農暦四月晦日。晴。日曜日。母と常磐線で土浦へ。普通列車のグリーン車で母と四方山話。何十年ぶりの土浦は駅前に大きな商業公共施設のビルが建ち駅舎も改築で開業したところ。駅前の大正五年創業の蒲焼きの老舗・小松屋は昔は外売りだけだつたが駅前の再開発で大通りの向かひ側に移転して今は店内でも食事出来、早めの昼餉。
国産天然のウナギは貴重。昭和40年頃の商店街地図懐かしく眺める。
土浦は霞ヶ浦に旧海軍航空隊があり軍人相手で料亭も多く桜町の廓街は戦後、風俗のメッカで今もソープランド多し。食後、駅から円タクで市郊外の蓮河原。コーヒーの店・ブラジルへ。

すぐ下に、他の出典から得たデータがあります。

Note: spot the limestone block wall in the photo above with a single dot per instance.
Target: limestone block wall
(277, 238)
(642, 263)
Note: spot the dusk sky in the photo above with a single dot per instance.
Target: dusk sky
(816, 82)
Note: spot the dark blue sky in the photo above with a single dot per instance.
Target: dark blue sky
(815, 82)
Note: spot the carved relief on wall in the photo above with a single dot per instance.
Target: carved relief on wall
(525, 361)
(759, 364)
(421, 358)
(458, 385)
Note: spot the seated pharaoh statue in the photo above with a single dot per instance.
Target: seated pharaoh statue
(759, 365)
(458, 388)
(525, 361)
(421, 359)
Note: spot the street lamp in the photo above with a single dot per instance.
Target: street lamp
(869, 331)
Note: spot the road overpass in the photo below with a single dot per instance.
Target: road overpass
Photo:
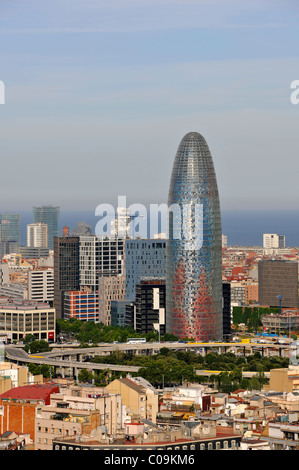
(70, 360)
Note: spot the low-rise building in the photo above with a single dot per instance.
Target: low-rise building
(21, 318)
(18, 407)
(75, 416)
(140, 399)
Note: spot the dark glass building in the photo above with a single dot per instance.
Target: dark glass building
(48, 215)
(193, 251)
(278, 283)
(66, 270)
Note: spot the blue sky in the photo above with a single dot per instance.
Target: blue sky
(98, 95)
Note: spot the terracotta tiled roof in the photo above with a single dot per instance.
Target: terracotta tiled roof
(31, 392)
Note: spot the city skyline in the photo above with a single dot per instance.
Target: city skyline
(98, 97)
(194, 254)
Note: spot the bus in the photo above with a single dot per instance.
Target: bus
(136, 340)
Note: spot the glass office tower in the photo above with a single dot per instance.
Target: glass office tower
(194, 251)
(10, 227)
(48, 215)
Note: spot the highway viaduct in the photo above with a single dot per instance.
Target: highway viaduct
(70, 360)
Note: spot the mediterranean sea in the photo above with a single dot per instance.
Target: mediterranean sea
(243, 228)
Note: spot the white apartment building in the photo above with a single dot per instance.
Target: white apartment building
(272, 240)
(37, 235)
(99, 257)
(41, 284)
(18, 319)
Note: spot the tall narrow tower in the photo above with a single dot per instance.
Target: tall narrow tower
(194, 245)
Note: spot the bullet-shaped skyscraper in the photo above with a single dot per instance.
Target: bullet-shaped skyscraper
(194, 251)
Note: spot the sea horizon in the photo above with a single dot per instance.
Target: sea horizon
(242, 228)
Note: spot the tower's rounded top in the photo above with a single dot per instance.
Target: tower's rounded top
(193, 136)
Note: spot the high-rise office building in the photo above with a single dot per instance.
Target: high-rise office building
(66, 270)
(41, 284)
(278, 283)
(37, 235)
(48, 215)
(272, 240)
(99, 256)
(143, 258)
(10, 227)
(149, 311)
(194, 252)
(82, 228)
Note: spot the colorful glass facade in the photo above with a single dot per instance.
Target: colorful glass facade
(194, 251)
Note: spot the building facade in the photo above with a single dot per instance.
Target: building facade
(194, 245)
(37, 235)
(143, 258)
(272, 240)
(48, 215)
(41, 285)
(149, 307)
(82, 305)
(18, 319)
(66, 270)
(278, 283)
(10, 227)
(110, 288)
(99, 256)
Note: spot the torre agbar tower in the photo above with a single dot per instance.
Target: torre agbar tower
(194, 245)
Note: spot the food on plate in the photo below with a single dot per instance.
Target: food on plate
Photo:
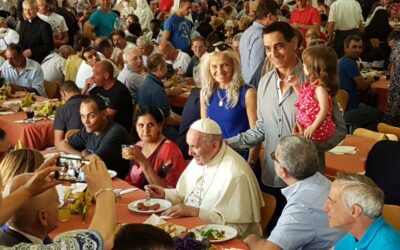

かつては市街の簡易裁判所近く、裏通の琴平通りにあつた?昭和44年だかに開業の珈琲店。平成の半ばに今のところに移られた由。市街のときは五坪ほどのカウンターだけの小さな店だつたが今の店に当時のメニュー看板などそのまゝで珈琲豆の容器まで同じ。
マスターは今年、米寿でも矍鑠としたもので喋り上手。容姿、仕草が大成駒のやう。昔語り。このブラジルにアタシを連れて来てくれた方も、いつもこゝに一緒に来た友人も共に鬼籍に入る。珈琲好きの母にはぜひこゝの珈琲を賞味したゞきたいと思つてゐたが母もとても美味しいといふ。銀座らんぶるの琺瑯製のポットは、この店でアタシが二十歳になる前に譲つていたゞいたもの。ランブル特製のポットは100か150個だかの限定で、その後は金属製になつたので琺瑯のものがどれだけ貴重か。かうした珈琲文化が後継なきこと寂しいかぎり。円タク呼んでもらひ土浦駅に戻り特急「ときわ」で水戸に戻る。母がかつて隣宅だつたI氏を郊外の高齢者施設に見舞ふので同行。卒寿で頭脳明晰。施設では日曜夕方で集会場所で懐メロのカラオケ大会中。部屋にまで煩い大音量はアタシなら難儀。自宅に母を送り駅南のファミレスでH君と旧交温める。スーパー銭湯に浸かり自宅で夕食。
このマスクメロン、四分の一もがっつり頬張つていゝのかと思ふが1個で1,000円もしないのだといふ。睡魔に襲はれ早寝。